El cártel de los alimentos continúa consolidando su control mundial en vista a la próxima desintegración financiera. En los últimos cuatro años, el cártel de alimentos ha comprado muchas plantas de molinos y procesos de panificación en la ex Unión Soviética y en el bloque del este, poniendo a estas naciones bajo un estricto control de alimentos. Recientemente, IBP se desplazó a la carne mexicana barata haciendo dumping allí, para arruinar a los productores de carne de vacuna. El departamento de agricultura de Clinton lo puso bajo investigación.
El cártel de los alimentos también ha concentrado su control, en las industrias de distribución de alimentos, a través de cosechadoras tales como Philip Morris, Grand Metropolitan-Pillsbury y KKR-RJR-Nabisco-Borden. En el caso de Philip Morris, que es dueña de Kraft Foods, General Foods (cereales de tronco), Miller Brewing Company, y propietaria de otras marcas.10¢ de cada u$a 1 que un americano gasta en artículos de alimentación está destinado a comprar algún producto de Philip Morris.
El poder del cártel de alimentos debe ser destruido. Este año, en el Departamento de Justicia, la división anti Trust lanzó una investigación sobre la fijación de los precios en el caso de la fructosa y la lisina de maíz, por parte de Archer Daniels Midlands y algunas de las otras compañías del cártel de los alimentos. Este caso, si fuera llevado a juicio, podría proporcionar información y una ayuda valiosas para la explicación y posiblemente parar frenar, de una manera limitada, algunas de las prácticas de ADM.

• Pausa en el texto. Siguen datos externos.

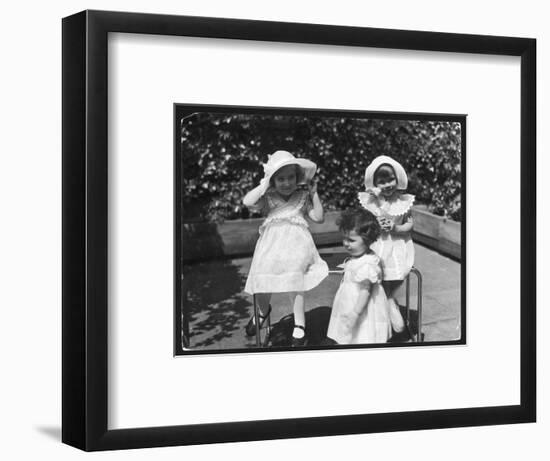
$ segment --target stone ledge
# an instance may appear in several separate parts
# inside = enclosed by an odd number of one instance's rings
[[[413,239],[443,254],[461,258],[461,225],[413,207]],[[325,213],[322,224],[310,223],[317,246],[339,245],[342,241],[336,221],[339,211]],[[182,254],[184,262],[250,255],[258,238],[262,218],[237,219],[216,223],[184,223]]]

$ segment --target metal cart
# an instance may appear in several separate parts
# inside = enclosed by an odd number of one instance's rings
[[[342,275],[344,272],[342,270],[331,270],[329,274],[339,274]],[[412,322],[411,322],[411,275],[414,274],[417,282],[417,291],[416,291],[416,310],[417,310],[417,325],[416,325],[416,334],[413,333]],[[258,304],[256,302],[256,295],[253,295],[253,304],[254,304],[254,321],[256,323],[256,346],[257,347],[268,347],[271,334],[271,315],[267,317],[264,322],[263,327],[260,327],[260,313],[258,310]],[[422,274],[420,271],[413,267],[405,279],[405,329],[407,331],[409,342],[423,342],[424,335],[422,334]],[[264,331],[264,337],[262,339],[262,330]]]

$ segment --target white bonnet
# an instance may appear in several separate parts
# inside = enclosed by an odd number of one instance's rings
[[[393,158],[388,157],[387,155],[380,155],[376,157],[371,164],[365,170],[365,188],[370,189],[374,187],[374,173],[382,165],[389,165],[395,171],[395,179],[397,180],[397,189],[406,190],[409,184],[407,179],[407,173],[401,164],[395,161]]]

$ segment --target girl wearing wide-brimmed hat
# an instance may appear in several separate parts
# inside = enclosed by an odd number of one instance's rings
[[[323,205],[312,181],[317,166],[279,150],[263,167],[260,185],[243,199],[245,206],[266,215],[245,291],[257,295],[262,323],[271,312],[271,294],[289,293],[294,311],[292,345],[301,346],[306,343],[304,292],[328,275],[328,266],[319,256],[306,221],[306,217],[314,222],[324,219]],[[254,316],[246,332],[254,334]]]
[[[395,301],[395,292],[409,274],[414,262],[411,238],[414,195],[405,193],[407,173],[401,164],[386,155],[376,157],[365,170],[365,192],[361,205],[373,213],[382,228],[373,251],[382,260],[383,286],[390,304],[392,328],[402,331],[404,321]]]

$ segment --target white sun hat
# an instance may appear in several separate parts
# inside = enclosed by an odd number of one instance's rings
[[[290,152],[286,150],[278,150],[271,155],[267,156],[267,163],[263,164],[264,167],[264,177],[260,181],[261,195],[265,194],[269,188],[269,180],[271,177],[281,168],[287,165],[298,165],[302,168],[304,172],[304,180],[306,182],[311,181],[315,172],[317,171],[317,165],[311,160],[306,160],[305,158],[294,157]]]
[[[374,187],[374,174],[382,165],[389,165],[393,168],[393,171],[395,171],[395,179],[397,180],[397,189],[406,190],[409,185],[409,180],[407,179],[405,169],[399,162],[387,155],[376,157],[367,167],[365,170],[365,188],[372,189]]]

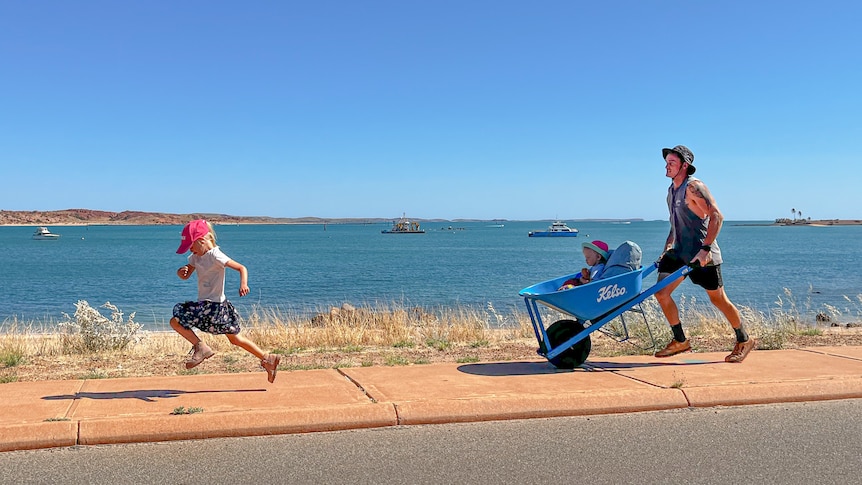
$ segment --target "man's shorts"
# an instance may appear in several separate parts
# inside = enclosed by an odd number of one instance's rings
[[[238,334],[239,313],[228,300],[217,301],[187,301],[174,305],[174,317],[183,328],[199,328],[216,335]]]
[[[665,253],[658,263],[658,273],[659,275],[668,275],[682,268],[685,264],[686,262],[677,255],[670,252]],[[712,291],[724,286],[724,282],[721,280],[720,264],[704,267],[696,266],[692,268],[688,277],[691,278],[692,283],[702,287],[704,290]]]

Pero el cártel Anglo-Holandés-Suizo está apostando a objetivos altos, la capacidad de obligar a los productores de materias primas, y sobre todo, de comida, a dar vuelta atrás al reloj de la historia, y reducir a la humanidad de los 5.6 mil millones de personas que hay actualmente a algunos cientos de millones de almas semi-analfabetas que están al borde de una existencia desvalida.
Esta agresión no puede ser combatida tímidamente. La verdad completa sobre el cártel de los alimentos debe ser conocida.